Start with the basics. Run the NETDIAG.exe utility on the Domain Controller to make sure that everything checks out. This tool is available from the Windows 2000 CD support tools. Keep in mind that the various clients that you are referring to operate differently. The Windows 2000 and Windows XP clients will be leveraging DNS to locate resources on the network. The Windows 9x clients will be using WINS and Broadcasts. So, if you are having problems connecting to resources, especially Active Directory Resources, you will want to make sure that DNS is healthy and that all of the proper DNS entries are present in the DNS. Just because the DC's name appears in DNS does NOT mean that DNS has all of the entries. Active Directory stores many more entries regarding services in DNS. Here is an article from Microsoft that explains how some of the entries are used and what they look like:
I seriously doubt that the per server vs per seat is an issue unless you are getting licensing errors in the event log. DNS is a more likely suspect.

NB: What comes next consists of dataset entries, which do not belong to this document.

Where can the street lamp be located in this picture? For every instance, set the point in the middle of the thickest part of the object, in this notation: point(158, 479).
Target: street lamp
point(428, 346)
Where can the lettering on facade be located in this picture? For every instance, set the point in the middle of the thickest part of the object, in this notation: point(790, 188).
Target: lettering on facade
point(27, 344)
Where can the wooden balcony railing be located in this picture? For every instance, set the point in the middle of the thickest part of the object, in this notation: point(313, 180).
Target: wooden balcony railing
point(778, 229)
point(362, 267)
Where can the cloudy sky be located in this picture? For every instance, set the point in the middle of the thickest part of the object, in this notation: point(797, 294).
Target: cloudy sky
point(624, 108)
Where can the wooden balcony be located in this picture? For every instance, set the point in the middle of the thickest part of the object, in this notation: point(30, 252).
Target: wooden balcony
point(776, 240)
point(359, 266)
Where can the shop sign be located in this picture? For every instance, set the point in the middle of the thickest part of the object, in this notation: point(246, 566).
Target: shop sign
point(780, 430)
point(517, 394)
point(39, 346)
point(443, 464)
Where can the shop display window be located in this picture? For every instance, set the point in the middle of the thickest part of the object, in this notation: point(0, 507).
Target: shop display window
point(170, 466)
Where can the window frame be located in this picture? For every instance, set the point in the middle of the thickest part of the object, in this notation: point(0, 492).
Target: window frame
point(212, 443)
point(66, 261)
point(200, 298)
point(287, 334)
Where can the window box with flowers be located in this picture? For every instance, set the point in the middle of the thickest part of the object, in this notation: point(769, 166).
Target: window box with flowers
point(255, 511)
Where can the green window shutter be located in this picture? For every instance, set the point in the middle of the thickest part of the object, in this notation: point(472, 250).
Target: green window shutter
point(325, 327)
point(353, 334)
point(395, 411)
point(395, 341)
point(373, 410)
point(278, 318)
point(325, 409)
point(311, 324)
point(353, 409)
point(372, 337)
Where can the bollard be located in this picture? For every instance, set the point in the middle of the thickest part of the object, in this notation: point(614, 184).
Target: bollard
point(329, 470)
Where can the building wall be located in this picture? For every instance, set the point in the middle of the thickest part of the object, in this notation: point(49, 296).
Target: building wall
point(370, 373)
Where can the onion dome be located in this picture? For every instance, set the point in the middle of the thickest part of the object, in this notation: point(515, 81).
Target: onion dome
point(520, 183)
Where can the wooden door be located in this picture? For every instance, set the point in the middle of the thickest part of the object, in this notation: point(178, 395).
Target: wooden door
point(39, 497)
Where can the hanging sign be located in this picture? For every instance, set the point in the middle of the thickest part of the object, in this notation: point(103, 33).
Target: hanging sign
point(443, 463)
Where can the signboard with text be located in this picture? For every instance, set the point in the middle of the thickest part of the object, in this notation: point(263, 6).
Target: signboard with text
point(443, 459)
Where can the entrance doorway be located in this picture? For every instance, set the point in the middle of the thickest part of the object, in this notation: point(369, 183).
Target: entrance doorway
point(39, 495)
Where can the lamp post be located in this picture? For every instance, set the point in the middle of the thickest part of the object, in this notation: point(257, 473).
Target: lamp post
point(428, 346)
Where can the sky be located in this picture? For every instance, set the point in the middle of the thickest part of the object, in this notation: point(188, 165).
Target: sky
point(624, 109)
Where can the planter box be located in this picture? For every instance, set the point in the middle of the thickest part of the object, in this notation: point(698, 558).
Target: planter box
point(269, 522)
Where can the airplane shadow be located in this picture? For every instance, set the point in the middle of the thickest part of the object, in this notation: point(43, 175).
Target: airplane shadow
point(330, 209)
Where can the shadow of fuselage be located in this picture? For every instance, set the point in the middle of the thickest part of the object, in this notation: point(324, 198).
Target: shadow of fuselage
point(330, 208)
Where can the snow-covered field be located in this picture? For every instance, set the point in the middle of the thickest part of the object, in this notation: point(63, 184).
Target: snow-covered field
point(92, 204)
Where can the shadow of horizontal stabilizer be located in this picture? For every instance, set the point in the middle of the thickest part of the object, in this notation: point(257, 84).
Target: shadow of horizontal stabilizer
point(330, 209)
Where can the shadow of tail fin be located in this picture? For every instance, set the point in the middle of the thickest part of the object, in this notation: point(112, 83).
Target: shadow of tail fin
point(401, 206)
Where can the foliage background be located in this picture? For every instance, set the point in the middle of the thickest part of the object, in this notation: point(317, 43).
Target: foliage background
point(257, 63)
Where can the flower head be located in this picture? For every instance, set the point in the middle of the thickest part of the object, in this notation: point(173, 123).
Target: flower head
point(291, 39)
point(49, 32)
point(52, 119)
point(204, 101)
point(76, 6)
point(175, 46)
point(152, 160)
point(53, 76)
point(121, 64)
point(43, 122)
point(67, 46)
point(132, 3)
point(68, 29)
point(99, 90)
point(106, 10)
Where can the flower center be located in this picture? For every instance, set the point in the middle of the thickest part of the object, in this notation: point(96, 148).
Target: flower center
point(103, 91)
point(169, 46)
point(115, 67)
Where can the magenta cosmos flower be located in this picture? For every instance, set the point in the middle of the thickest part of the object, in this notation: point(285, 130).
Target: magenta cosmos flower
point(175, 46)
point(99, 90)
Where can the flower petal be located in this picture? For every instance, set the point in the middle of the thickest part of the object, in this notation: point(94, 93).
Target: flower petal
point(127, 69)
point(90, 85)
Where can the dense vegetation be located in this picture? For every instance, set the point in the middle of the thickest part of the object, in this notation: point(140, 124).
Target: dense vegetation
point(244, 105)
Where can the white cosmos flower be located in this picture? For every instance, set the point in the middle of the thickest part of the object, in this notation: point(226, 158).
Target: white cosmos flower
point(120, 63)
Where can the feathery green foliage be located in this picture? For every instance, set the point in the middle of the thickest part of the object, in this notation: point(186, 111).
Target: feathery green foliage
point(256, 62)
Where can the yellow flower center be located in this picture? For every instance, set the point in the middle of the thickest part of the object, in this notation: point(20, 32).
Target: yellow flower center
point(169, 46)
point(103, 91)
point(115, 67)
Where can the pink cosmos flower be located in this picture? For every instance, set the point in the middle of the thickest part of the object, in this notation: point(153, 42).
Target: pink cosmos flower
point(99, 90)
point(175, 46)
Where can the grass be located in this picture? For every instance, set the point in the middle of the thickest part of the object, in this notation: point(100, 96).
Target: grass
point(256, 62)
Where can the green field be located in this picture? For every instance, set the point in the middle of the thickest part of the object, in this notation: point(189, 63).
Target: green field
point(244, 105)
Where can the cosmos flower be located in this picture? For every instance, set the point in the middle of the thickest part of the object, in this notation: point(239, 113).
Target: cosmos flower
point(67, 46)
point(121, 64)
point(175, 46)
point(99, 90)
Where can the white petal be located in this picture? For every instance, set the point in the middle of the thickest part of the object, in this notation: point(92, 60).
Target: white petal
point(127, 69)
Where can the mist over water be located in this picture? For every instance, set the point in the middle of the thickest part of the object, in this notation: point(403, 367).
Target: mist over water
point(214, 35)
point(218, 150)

You did not mention whether this was an upgrade from NT 4.0 or a new AD installation. If you upgraded, you may want to make sure that the Domain Controllers FQDN is properly set. Run IPCONFIG /ALL to see the information. If the Domain Controllers FQDN (listed at the top of the IPCONFIG display) does not match the domain name, then you have a problem that will require a rebuild of the AD. Here is what I mean:
Let's say I upgraded my NT 4.0 PDC to a Windows 2000 machine. Originally my DNS suffix on NT 4.0 was .Domain.com so my DC was called MYDC.Domain.com. When I create the AD, I decided to call my domain MYDomain.com. Since I did not change the NT 4.0's DNS suffix prior to the upgrade, I end up with this:
FQDN of Server = MyDC.domain.com
FQDN of DOmain = My.domain.com
These are incompatible, resulting in an inability for the DC to locate itself and it's domain resources correctly. Rebuilding of the machine is required. Now, I am not saying this is your problem, but you will want to check. Remember, start with NETDIAG.exe (and perhaps DCDIAG.exe) to diagnose the problem.